# how can i tone down the orangey-ness



## Honey B. Fly (Mar 23, 2008)

*ive been dying my hair dark caramel blonde (its the same as a really light warm brown) for awhile now, im sick of the orangey tint it has sometimes now, its not a mistake because the dye is a warm shade that brings out golden/orange/red tones, i just want 2 go cooler now. 

i just dyed it dark ash blonde to take out the orange and it helped alot, but not as much as i wanted. i want a cool beigey toned light brown color now.

is it gonna take a few more months of using an ash dye 2 get rid of all the warm tones or is there nything i can do right away? or am i stuck with a warm-ness to my hair?

i would love any advice or help. 

thanks.*


----------



## V15U4L_3RR0R (Mar 23, 2008)

You could try using a toner on your hair. I know that Manic Panic do one and La Riche Directions do one as well. The violet of the toner should take any brassiness out.


----------



## kimmy (Mar 23, 2008)

i'd go with a toner, it'll be less damaging to your hair than continuously dying it something else to tone down the brassiness.


----------



## xlakatex (Mar 24, 2008)

yeah i agree. a toner would help alot


----------



## mistella (Mar 24, 2008)

also, besides toner, I love Clairol Shimmerlights. its a purple colored shampoo thats GREAT for brassiness.


----------



## Honey B. Fly (Mar 24, 2008)

*how do u use a toner? is it easy at home?*


----------



## V15U4L_3RR0R (Mar 24, 2008)

Yup.
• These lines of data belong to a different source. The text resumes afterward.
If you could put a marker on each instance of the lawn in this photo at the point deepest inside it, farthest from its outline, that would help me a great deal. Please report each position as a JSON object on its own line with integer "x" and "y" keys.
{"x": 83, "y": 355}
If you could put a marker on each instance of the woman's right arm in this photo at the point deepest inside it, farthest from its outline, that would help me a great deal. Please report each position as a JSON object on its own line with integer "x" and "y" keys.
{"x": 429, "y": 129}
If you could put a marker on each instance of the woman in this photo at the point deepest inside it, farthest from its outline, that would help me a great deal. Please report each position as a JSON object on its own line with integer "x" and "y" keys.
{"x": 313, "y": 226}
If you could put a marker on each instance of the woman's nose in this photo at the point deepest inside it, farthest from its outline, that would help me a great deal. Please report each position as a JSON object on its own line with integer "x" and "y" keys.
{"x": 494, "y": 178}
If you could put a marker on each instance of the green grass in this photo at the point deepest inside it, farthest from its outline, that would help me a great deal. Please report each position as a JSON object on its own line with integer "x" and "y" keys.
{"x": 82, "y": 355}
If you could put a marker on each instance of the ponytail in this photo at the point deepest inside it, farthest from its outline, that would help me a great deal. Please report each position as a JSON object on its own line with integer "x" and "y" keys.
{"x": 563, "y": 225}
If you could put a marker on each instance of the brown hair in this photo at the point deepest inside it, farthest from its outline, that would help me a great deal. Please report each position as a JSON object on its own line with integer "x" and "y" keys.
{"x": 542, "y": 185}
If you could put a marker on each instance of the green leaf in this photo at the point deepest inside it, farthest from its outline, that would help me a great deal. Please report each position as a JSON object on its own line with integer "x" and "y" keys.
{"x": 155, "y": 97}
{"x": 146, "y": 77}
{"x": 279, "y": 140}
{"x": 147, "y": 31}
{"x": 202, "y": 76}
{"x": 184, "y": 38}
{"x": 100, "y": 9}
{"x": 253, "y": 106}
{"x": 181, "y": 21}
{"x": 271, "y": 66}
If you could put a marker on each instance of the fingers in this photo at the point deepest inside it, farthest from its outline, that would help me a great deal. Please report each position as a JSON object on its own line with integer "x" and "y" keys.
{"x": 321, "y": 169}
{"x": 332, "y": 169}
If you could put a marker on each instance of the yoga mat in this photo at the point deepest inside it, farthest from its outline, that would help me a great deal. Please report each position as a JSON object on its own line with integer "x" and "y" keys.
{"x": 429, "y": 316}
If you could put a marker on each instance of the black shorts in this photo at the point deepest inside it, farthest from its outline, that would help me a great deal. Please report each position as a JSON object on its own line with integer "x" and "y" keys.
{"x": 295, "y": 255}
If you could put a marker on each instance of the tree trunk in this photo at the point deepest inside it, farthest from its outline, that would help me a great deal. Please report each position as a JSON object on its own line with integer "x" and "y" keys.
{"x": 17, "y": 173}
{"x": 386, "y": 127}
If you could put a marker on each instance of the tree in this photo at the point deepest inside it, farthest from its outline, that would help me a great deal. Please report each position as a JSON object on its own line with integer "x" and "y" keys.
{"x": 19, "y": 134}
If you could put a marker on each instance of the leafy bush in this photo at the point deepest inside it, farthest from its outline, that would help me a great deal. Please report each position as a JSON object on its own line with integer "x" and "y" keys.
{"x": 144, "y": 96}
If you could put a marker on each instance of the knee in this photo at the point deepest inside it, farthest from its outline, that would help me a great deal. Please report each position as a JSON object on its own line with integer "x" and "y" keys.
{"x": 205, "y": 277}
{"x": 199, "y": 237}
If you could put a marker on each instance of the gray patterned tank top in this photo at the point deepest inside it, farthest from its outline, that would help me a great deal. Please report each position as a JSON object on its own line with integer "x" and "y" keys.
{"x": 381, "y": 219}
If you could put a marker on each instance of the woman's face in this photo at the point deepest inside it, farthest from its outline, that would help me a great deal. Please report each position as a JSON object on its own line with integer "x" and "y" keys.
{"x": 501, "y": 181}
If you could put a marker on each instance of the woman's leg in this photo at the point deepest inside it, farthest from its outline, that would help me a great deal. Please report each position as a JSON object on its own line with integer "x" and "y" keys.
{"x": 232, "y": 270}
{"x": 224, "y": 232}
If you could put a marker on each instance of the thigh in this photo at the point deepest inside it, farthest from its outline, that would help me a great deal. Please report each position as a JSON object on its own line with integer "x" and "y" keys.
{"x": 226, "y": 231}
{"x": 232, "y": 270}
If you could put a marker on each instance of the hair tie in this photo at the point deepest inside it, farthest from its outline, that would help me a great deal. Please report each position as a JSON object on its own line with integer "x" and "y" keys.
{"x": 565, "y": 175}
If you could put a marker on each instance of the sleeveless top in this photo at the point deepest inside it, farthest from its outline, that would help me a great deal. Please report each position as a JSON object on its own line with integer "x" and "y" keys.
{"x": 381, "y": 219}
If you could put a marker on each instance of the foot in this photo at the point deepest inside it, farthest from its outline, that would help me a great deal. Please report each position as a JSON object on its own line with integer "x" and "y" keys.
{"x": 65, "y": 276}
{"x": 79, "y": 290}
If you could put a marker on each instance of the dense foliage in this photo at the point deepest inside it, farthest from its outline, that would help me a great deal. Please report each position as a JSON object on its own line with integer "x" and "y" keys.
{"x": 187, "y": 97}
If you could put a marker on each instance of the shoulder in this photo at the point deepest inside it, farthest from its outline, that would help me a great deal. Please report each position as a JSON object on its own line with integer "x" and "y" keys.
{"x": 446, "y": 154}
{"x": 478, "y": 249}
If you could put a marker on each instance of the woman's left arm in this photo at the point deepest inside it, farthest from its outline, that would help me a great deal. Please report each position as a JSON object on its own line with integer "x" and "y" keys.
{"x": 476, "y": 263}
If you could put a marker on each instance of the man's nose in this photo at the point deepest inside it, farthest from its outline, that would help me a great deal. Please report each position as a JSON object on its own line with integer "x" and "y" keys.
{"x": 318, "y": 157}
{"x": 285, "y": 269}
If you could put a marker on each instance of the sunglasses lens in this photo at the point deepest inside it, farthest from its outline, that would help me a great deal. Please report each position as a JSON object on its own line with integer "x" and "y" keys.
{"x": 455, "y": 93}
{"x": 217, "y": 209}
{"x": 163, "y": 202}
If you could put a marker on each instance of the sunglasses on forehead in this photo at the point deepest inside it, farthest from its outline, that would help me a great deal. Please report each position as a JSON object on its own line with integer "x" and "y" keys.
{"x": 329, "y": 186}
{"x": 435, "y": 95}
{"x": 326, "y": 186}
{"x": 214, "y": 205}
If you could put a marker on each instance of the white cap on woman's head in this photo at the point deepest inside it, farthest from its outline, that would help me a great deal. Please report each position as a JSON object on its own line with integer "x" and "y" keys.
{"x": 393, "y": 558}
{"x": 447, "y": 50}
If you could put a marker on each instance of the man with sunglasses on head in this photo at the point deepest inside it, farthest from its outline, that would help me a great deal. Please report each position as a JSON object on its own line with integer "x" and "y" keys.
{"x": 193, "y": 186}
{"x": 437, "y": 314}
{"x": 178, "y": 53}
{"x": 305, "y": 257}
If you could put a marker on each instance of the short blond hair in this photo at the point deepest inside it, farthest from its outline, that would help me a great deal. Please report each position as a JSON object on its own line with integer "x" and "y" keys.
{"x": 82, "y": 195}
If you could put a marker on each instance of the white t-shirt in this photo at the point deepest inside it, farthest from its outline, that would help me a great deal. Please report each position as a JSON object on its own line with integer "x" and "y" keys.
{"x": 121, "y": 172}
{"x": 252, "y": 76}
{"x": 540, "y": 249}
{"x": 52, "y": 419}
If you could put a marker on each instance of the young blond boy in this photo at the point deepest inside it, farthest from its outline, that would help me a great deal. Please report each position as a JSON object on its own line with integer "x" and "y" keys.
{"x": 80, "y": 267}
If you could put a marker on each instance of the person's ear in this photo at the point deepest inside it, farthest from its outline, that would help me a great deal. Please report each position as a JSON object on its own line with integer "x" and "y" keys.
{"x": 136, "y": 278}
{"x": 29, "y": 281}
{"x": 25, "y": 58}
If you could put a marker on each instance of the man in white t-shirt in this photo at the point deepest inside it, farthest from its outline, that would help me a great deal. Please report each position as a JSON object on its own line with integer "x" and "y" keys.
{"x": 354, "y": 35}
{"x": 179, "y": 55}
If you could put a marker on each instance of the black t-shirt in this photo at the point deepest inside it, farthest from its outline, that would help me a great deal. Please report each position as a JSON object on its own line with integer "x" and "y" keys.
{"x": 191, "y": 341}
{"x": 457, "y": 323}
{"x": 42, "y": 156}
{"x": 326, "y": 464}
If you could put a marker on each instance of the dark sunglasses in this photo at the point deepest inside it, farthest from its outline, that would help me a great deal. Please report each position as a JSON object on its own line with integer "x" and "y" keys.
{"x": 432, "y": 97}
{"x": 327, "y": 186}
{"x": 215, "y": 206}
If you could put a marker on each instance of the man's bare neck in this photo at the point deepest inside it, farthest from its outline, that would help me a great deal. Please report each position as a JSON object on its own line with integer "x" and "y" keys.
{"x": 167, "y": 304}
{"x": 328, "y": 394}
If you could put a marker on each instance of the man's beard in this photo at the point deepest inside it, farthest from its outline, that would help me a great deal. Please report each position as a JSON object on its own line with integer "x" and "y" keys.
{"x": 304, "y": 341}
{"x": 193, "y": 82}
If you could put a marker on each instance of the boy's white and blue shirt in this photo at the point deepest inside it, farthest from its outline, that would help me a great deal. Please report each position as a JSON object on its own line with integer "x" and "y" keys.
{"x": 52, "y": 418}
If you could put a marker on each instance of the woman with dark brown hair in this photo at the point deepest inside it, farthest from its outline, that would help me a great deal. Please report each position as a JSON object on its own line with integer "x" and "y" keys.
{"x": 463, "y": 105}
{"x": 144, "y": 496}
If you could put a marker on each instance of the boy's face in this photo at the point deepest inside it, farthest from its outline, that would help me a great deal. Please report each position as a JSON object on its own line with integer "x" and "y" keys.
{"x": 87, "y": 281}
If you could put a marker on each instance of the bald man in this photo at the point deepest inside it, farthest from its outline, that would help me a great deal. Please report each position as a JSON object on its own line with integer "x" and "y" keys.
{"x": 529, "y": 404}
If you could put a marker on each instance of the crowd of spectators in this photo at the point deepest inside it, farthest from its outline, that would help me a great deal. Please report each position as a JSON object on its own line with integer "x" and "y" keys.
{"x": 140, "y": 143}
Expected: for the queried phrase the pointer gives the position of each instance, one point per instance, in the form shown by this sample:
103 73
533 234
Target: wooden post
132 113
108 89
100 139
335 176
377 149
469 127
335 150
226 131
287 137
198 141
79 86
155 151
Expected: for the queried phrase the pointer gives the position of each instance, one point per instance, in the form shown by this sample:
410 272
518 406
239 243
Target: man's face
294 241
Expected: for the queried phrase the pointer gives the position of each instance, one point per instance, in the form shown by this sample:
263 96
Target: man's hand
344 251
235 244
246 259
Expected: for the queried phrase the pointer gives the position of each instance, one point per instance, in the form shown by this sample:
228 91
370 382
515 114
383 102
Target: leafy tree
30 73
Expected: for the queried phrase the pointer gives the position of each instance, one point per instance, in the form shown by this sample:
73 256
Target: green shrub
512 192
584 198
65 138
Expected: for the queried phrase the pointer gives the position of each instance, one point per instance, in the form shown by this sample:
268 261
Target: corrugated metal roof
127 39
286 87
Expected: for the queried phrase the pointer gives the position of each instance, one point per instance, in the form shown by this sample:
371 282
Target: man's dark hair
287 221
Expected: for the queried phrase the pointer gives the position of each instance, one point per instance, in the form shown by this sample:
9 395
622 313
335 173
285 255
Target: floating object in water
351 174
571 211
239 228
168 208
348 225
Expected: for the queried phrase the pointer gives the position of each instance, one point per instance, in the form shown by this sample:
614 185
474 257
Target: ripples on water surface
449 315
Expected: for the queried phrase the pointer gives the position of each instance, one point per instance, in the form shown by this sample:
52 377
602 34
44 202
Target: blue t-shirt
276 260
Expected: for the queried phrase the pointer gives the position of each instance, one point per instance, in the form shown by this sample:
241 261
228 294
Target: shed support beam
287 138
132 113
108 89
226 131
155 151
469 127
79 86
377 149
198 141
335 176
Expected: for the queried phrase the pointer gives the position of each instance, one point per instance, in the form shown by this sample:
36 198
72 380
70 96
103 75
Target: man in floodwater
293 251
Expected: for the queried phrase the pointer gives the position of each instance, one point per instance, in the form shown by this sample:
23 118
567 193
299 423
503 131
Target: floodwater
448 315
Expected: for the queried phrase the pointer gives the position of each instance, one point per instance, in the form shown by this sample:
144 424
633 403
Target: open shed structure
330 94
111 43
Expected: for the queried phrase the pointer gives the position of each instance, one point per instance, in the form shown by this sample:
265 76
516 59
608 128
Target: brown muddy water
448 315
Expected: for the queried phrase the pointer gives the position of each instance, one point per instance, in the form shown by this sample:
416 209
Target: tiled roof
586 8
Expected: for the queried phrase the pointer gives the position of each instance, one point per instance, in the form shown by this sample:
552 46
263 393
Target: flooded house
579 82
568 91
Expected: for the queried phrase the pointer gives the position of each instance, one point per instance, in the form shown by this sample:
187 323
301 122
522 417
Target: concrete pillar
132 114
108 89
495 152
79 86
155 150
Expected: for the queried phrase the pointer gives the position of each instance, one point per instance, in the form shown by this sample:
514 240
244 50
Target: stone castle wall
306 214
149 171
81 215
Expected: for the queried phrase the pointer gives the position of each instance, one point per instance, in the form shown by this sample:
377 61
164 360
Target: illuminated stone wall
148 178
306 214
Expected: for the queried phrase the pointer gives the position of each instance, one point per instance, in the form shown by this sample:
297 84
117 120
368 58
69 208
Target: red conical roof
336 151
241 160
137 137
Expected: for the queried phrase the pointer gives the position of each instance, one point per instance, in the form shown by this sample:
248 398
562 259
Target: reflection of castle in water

It's dead easy. The ones I use look like thick hair masques that you just put on your hair in sections as if you were dying your hair. Leave it for the time it says and then wash out.

You can also get Shampoos like someone else mentioned for blonde hair as well that take out the brassiness.


----------



## BEA2LS (May 15, 2008)

I have a toner shampoo that Matrix makes and I <3 it! I do want to try shimmerlights though as it's better for my budget


----------